I was in the same position recently, but was doing a video as they had just enough funds to hire a professional photographer, but also wanted a video. My advise is to get to the event early enough so you are familiar with the layout and can plan your movement to capture the event without disturbing the ceremony. Look out for all trip hazards. You may want to use your wife as a model to test lighting and range. In my case, the minute the audience was seated and just before the minister and groom entered, they lowered the lights. There went my exposure settings. You also want to have time to organize your equiptment. Talk to the bride and her mom to see what is important to them. For example they may want photos in the dressing room which may require you to get there even earlier. Talk to the minister/officiant to make sure he/she has no restrictions. If you did not go to the rehearsal get someone who did give you a run through. In my case their was a professional photographer so I made sure to coordinate with him in advance to make sure I did not get in his way. I set up a video camera in the balcony for a fixed shot and used a dslr on a tripod on the side 5-10 rows back. I would not have used a tripod for stills.


----------



## vuilang (Apr 13, 2012)

*Re: Gear / shooting recomendations for first wedding tomorrow!!*

You gears are very good.. just focus on technique.. but MOST important OF ALL:

BE THERE EARLY....


----------



## JR (Apr 13, 2012)

*Re: Gear / shooting recomendations for first wedding tomorrow!!*



vuilang said:


> You gears are very good.. just focus on technique.. but MOST important OF ALL:
> 
> BE THERE EARLY....



So funny! My photographer was late to my wedding, but that is a different story! Just found your comment funny!


----------



## agierke (Apr 13, 2012)

*Re: Gear / shooting recomendations for first wedding tomorrow!!*

if you are going to be doing weddings more in the future i would advise you to stay away from larger capacity CF cards. 16GB+ scares me....
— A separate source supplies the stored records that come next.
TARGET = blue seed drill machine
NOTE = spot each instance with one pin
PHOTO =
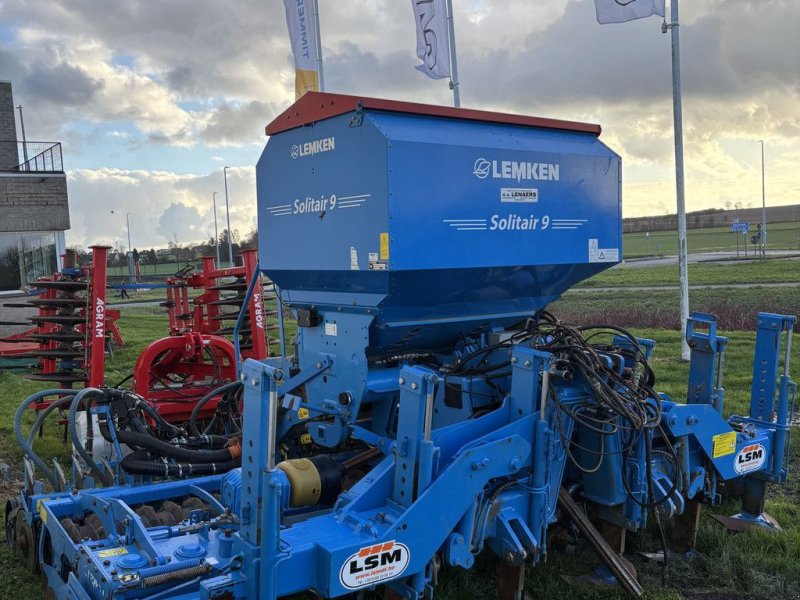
(429, 408)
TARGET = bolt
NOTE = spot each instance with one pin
(481, 464)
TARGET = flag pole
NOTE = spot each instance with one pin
(453, 60)
(318, 42)
(677, 115)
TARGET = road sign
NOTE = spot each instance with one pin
(740, 227)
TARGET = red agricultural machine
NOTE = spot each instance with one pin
(198, 356)
(72, 328)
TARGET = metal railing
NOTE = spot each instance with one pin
(31, 157)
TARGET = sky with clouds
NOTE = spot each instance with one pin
(151, 99)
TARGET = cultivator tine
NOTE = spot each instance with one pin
(621, 568)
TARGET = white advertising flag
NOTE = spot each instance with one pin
(433, 47)
(619, 11)
(303, 35)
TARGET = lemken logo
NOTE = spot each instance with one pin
(517, 170)
(481, 168)
(312, 148)
(750, 458)
(373, 564)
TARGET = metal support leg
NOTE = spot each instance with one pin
(684, 531)
(510, 581)
(614, 535)
(753, 502)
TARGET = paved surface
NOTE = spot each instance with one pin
(699, 257)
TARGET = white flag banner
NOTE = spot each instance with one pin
(619, 11)
(433, 47)
(303, 35)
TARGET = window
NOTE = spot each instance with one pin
(24, 257)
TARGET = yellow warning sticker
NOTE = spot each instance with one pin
(112, 552)
(40, 509)
(384, 254)
(723, 444)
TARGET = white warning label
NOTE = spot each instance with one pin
(597, 254)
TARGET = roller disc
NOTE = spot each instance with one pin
(228, 302)
(225, 316)
(63, 377)
(65, 285)
(59, 302)
(57, 337)
(53, 354)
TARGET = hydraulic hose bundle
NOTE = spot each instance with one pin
(157, 447)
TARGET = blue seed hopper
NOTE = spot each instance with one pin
(429, 408)
(436, 223)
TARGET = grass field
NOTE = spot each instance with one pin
(168, 268)
(767, 271)
(780, 236)
(751, 565)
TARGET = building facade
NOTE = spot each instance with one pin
(34, 206)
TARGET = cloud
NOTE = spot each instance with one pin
(201, 79)
(161, 205)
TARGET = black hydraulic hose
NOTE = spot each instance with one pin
(156, 446)
(106, 478)
(202, 402)
(140, 463)
(23, 444)
(156, 416)
(60, 403)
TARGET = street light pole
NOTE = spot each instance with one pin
(677, 115)
(763, 204)
(228, 216)
(24, 140)
(128, 223)
(216, 233)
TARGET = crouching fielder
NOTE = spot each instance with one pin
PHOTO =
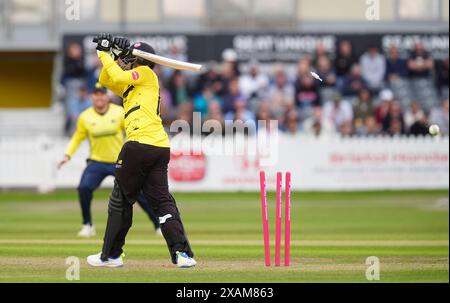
(143, 161)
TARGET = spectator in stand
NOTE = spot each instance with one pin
(253, 84)
(240, 112)
(318, 125)
(303, 66)
(420, 127)
(373, 68)
(75, 106)
(230, 63)
(393, 122)
(382, 110)
(442, 76)
(362, 110)
(395, 66)
(215, 114)
(440, 116)
(178, 88)
(320, 51)
(420, 63)
(291, 122)
(233, 93)
(326, 72)
(213, 79)
(339, 111)
(395, 128)
(281, 93)
(370, 127)
(307, 95)
(346, 129)
(413, 114)
(201, 101)
(264, 114)
(344, 61)
(73, 70)
(353, 82)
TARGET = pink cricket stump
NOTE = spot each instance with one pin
(262, 184)
(287, 220)
(278, 221)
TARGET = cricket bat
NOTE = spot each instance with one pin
(176, 64)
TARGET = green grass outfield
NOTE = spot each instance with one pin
(332, 235)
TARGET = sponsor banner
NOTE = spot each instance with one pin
(270, 47)
(338, 164)
(341, 164)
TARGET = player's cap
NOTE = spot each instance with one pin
(98, 88)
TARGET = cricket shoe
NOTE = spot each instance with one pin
(184, 261)
(94, 260)
(87, 231)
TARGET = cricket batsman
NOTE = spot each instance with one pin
(143, 161)
(103, 124)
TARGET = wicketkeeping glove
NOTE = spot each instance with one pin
(121, 47)
(104, 42)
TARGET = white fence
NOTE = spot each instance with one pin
(337, 164)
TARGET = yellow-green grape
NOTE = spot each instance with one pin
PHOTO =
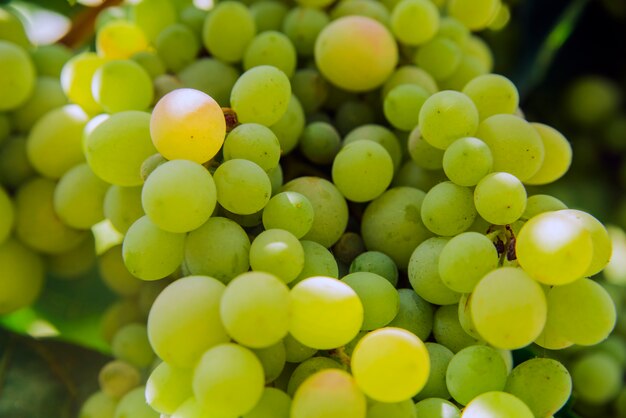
(465, 259)
(47, 95)
(114, 79)
(151, 253)
(447, 116)
(436, 408)
(475, 370)
(326, 313)
(220, 248)
(557, 158)
(440, 57)
(448, 209)
(185, 321)
(54, 143)
(179, 196)
(37, 224)
(18, 76)
(168, 387)
(500, 198)
(79, 196)
(492, 94)
(117, 147)
(22, 276)
(496, 405)
(554, 248)
(516, 146)
(508, 308)
(475, 14)
(274, 403)
(225, 373)
(543, 384)
(356, 53)
(120, 39)
(187, 124)
(390, 364)
(414, 22)
(228, 30)
(581, 312)
(329, 207)
(362, 170)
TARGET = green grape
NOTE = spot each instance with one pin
(356, 53)
(122, 206)
(274, 403)
(320, 142)
(54, 144)
(508, 308)
(329, 394)
(308, 368)
(392, 224)
(582, 312)
(257, 295)
(402, 105)
(465, 259)
(558, 155)
(302, 25)
(496, 405)
(596, 377)
(228, 30)
(330, 208)
(268, 15)
(516, 146)
(187, 307)
(272, 359)
(117, 378)
(79, 196)
(390, 364)
(326, 313)
(98, 405)
(254, 142)
(376, 262)
(151, 253)
(168, 387)
(23, 276)
(219, 248)
(440, 57)
(492, 94)
(212, 77)
(18, 78)
(228, 380)
(318, 261)
(554, 248)
(37, 224)
(187, 124)
(436, 408)
(475, 370)
(543, 384)
(414, 22)
(271, 48)
(177, 46)
(500, 198)
(179, 196)
(117, 147)
(447, 116)
(290, 211)
(448, 209)
(436, 387)
(46, 96)
(362, 170)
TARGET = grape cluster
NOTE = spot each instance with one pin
(317, 211)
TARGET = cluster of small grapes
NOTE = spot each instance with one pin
(269, 294)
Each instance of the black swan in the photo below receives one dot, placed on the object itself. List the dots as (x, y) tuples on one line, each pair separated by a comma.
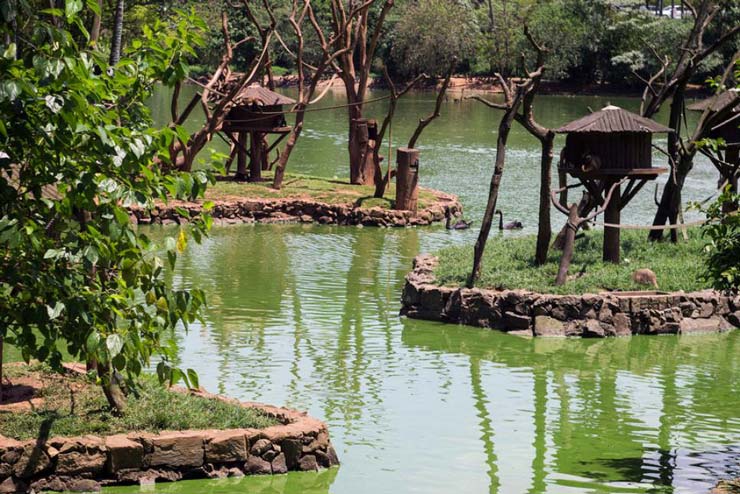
[(512, 225), (460, 224)]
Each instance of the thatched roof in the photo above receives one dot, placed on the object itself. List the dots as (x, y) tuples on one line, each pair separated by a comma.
[(612, 119), (262, 97), (718, 101)]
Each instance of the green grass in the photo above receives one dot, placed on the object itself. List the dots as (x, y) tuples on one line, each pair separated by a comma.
[(311, 188), (154, 410), (508, 263)]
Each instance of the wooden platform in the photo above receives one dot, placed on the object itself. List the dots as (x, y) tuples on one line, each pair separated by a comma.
[(615, 173)]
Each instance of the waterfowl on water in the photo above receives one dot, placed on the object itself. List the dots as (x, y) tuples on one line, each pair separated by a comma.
[(512, 225), (460, 224)]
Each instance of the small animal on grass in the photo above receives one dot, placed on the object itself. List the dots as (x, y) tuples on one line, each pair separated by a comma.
[(460, 224), (512, 225), (645, 277)]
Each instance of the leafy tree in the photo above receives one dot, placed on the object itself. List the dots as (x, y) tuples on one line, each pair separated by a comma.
[(79, 150), (723, 249), (431, 33)]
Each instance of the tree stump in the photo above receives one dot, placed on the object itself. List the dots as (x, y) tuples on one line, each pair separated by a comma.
[(611, 235), (407, 179)]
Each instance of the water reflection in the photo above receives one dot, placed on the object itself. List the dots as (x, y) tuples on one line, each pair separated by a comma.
[(307, 317), (607, 415)]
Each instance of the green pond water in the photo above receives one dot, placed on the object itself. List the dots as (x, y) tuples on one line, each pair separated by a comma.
[(307, 317)]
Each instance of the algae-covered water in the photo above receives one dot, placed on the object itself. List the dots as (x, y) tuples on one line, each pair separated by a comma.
[(307, 317)]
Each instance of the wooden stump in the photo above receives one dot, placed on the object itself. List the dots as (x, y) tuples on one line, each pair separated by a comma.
[(611, 235), (358, 150), (241, 157), (255, 160), (407, 179)]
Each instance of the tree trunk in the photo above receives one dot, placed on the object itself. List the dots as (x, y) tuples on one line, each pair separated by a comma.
[(544, 229), (732, 155), (97, 18), (112, 389), (241, 157), (277, 181), (498, 171), (584, 208), (115, 49), (612, 235), (407, 179), (571, 228), (255, 160), (1, 369), (359, 152)]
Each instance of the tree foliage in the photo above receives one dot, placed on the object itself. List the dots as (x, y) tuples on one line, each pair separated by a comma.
[(431, 33), (723, 248), (79, 150)]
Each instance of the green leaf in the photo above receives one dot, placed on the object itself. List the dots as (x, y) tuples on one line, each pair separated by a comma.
[(114, 343), (93, 340), (71, 7), (55, 311), (193, 377)]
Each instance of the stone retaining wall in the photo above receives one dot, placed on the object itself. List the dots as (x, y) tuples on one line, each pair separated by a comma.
[(87, 463), (302, 211), (591, 315)]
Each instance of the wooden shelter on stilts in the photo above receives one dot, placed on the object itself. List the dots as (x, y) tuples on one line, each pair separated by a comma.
[(726, 158), (257, 113), (604, 150)]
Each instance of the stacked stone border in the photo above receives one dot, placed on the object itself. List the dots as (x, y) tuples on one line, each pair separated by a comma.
[(292, 210), (591, 315), (299, 443)]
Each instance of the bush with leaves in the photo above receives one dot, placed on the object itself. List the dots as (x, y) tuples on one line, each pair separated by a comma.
[(723, 249), (78, 150)]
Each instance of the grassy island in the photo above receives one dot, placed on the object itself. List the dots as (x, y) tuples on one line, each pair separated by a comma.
[(305, 187), (73, 405), (508, 263)]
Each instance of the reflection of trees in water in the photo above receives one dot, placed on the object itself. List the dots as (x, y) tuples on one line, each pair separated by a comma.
[(600, 433), (243, 270), (291, 483)]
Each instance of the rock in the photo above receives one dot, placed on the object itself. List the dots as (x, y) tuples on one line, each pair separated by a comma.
[(260, 447), (83, 485), (548, 326), (308, 464), (257, 466), (124, 453), (734, 318), (278, 464), (622, 324), (226, 447), (593, 328), (33, 461), (645, 277), (688, 326), (332, 454), (81, 455), (184, 449), (512, 321), (11, 485), (292, 450)]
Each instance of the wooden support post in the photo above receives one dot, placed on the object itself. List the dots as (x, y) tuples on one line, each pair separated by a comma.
[(611, 235), (358, 150), (255, 158), (571, 227), (732, 156), (241, 157), (407, 179)]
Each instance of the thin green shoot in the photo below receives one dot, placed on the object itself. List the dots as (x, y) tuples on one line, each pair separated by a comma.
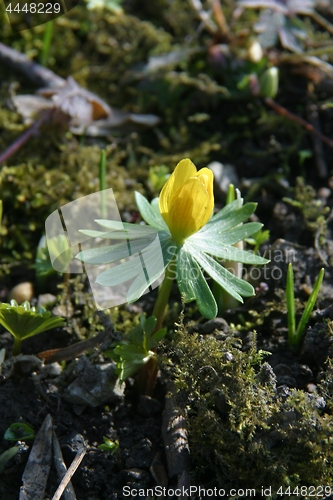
[(102, 183), (25, 321), (47, 40), (291, 303), (295, 335)]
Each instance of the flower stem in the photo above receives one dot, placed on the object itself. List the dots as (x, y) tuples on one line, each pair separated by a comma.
[(148, 373), (17, 346), (164, 294)]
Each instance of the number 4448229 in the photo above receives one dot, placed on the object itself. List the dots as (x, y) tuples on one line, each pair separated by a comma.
[(305, 491), (35, 8)]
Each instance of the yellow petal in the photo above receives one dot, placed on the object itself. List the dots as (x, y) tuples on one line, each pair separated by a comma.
[(190, 209), (183, 171)]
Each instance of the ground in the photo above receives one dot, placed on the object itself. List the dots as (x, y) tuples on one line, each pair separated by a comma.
[(250, 412)]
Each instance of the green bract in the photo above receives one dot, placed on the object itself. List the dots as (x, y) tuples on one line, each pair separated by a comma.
[(24, 321), (197, 254), (138, 349)]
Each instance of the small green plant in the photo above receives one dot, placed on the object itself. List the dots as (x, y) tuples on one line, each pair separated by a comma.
[(108, 445), (25, 321), (295, 334), (102, 182), (138, 348), (8, 455), (47, 42), (191, 239)]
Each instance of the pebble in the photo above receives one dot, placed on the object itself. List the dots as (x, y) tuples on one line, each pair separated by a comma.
[(148, 406), (21, 292), (46, 299), (215, 324)]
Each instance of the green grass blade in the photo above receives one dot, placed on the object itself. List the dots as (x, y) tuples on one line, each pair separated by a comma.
[(291, 305), (309, 306), (102, 182)]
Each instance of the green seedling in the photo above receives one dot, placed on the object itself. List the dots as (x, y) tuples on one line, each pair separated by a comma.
[(2, 358), (8, 455), (108, 445), (47, 41), (25, 321), (295, 334), (19, 432), (138, 348)]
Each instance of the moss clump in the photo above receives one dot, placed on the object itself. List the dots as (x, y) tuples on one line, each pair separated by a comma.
[(243, 431)]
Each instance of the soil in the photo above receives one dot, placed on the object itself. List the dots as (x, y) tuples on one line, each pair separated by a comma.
[(277, 164)]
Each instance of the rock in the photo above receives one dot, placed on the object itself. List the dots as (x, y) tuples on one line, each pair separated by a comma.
[(21, 292), (215, 324), (141, 456), (46, 299), (25, 364), (148, 406), (95, 384)]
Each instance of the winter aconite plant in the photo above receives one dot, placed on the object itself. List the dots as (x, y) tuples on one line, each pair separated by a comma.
[(25, 321), (191, 240)]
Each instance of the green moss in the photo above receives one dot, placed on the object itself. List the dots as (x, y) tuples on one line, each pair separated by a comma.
[(241, 433)]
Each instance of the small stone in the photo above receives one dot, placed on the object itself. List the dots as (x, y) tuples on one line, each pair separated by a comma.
[(228, 357), (215, 324), (21, 292), (148, 406), (46, 299), (25, 364)]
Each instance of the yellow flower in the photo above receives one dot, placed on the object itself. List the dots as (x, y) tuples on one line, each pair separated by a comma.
[(186, 201)]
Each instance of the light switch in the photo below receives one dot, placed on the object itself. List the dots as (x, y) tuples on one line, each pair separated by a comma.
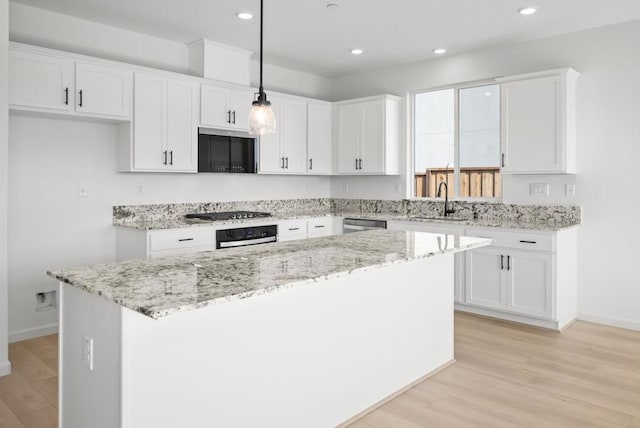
[(539, 189)]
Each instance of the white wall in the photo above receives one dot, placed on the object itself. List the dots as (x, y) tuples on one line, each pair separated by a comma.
[(608, 149), (51, 227), (4, 38)]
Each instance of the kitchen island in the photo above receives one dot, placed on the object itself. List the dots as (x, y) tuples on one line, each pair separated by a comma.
[(305, 333)]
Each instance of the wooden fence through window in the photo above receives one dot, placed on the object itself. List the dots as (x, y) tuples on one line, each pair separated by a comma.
[(475, 182)]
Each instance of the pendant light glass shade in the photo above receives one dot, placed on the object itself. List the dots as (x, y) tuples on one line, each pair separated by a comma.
[(261, 118)]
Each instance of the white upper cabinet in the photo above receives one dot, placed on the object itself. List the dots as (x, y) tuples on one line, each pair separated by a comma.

i shoot on 8GB cards only with the mRAW on a Mrk2. i take 10x 8GB cards with me to a wedding and generally use up 4 to 5 of them. the reason behind this is that i dont want too much of any part of the day on a single card in the case something bad happens to it or it is lost. losing a part of the day vs losing half the day can be the difference between "i can recover" and complete disaster.

weddings can be murder on your gear as well. be prepared for your new shiny stuff to get dinged and worn looking. 1 wedding wont be too bad...but 30+ weddings a year and you just cant avoid it.


----------



## KyleSTL (Apr 13, 2012)

*Re: Gear / shooting recomendations for first wedding tomorrow!!*

I became an unexpected wedding photographer this past weekend. A very close friend of my wife's got married and did not have a photographer (it was a simple reception, as they had the ceremony a couple weeks earlier abroad) and asked if I could take pictures of the family and during the event (I had my 30D and all my gear with me, luckily). I do not envy wedding photographers, it was certainly not something I'm accustomed to, or talented at. I think I did a decent job, though. Hopefully they are happy with the results.


----------



## Mike Ca (Apr 13, 2012)

*Re: Gear / shooting recomendations for first wedding tomorrow!!*

Your equipment sounds fine. 

First thing to remember is things happen quickly at weddings and there is usually no opportunity for a do over.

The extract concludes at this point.